1. Off-budget mandatory assured funding of AML programs in historic production states.

2. The environmental provisions included in HR2721 should be incorporated within any

AML reauthorization legislation:

a. Minimum program states should receive $4million/year for the length of the

program;

b. Mandatory payments to states should be made within 30 days of collection,

and no less frequently than semi-annually;

c. Allow full state discretion in utilization of state set-aside funds, with state setaside

funds increased from the current 10% to 30%;

d. Preserve Priorities 1, 2 and 3 -- essential for water quality restoration;

e. Remining: PEC supports remining because there have been many successful

projects, though we understand that it remains controversial within some

coalfield communities. In appendix C, we outline some of the conditions that

the coalition with which we are involved believes should accompany a

remining program.

3. Keep AML reclamation fees at current levels with the current structure. In 1977, no

inflation factor was built into the fee, so while the costs of AML reclamation have

gone up significantly over the past 28 years, the fees have remained unchanged, and

now represent a much small fraction of both the cost of coal and the cost of

reclamation. Even with the fee unchanged, the program is not likely to collect enough

money to complete AML restoration within 15 years.

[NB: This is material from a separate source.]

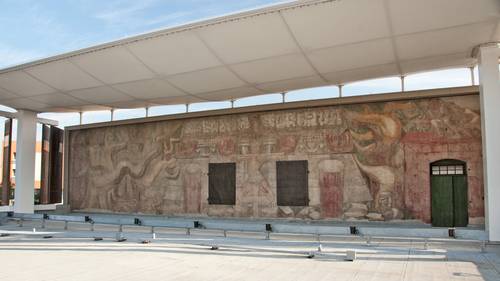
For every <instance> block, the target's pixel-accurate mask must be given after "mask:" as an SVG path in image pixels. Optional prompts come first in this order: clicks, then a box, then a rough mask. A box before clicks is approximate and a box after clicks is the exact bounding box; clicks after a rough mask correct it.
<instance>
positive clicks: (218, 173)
mask: <svg viewBox="0 0 500 281" xmlns="http://www.w3.org/2000/svg"><path fill="white" fill-rule="evenodd" d="M208 204H211V205H235V204H236V164H235V163H210V164H208Z"/></svg>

4. AML Reauthorization period should be no less than 15 years, 20 is needed, because in

past years so little AML money has been made available, so the restoration intended

by Congress has not actually been funded.

5. AML reauthorization legislation should specify that the source of funding for AML

programs should be AML reclamation fees

Conclusion

The legacy of past mining practices is still evident on the landscape and in the waters

of Pennsylvania and other states. It adversely impacts our safety, environmental quality,

economic viability, and overall quality of life. We have made progress, but our work is not

done. It is essential to our state and others that the federal government extend and reform the

abandoned mine land reclamation program. Our coalition believes strongly that the final

legislation should include the provisions that I have listed above. Our communities and

environmental quality depend on your action.

Again, thank you inviting me to testify. I am available to answer questions.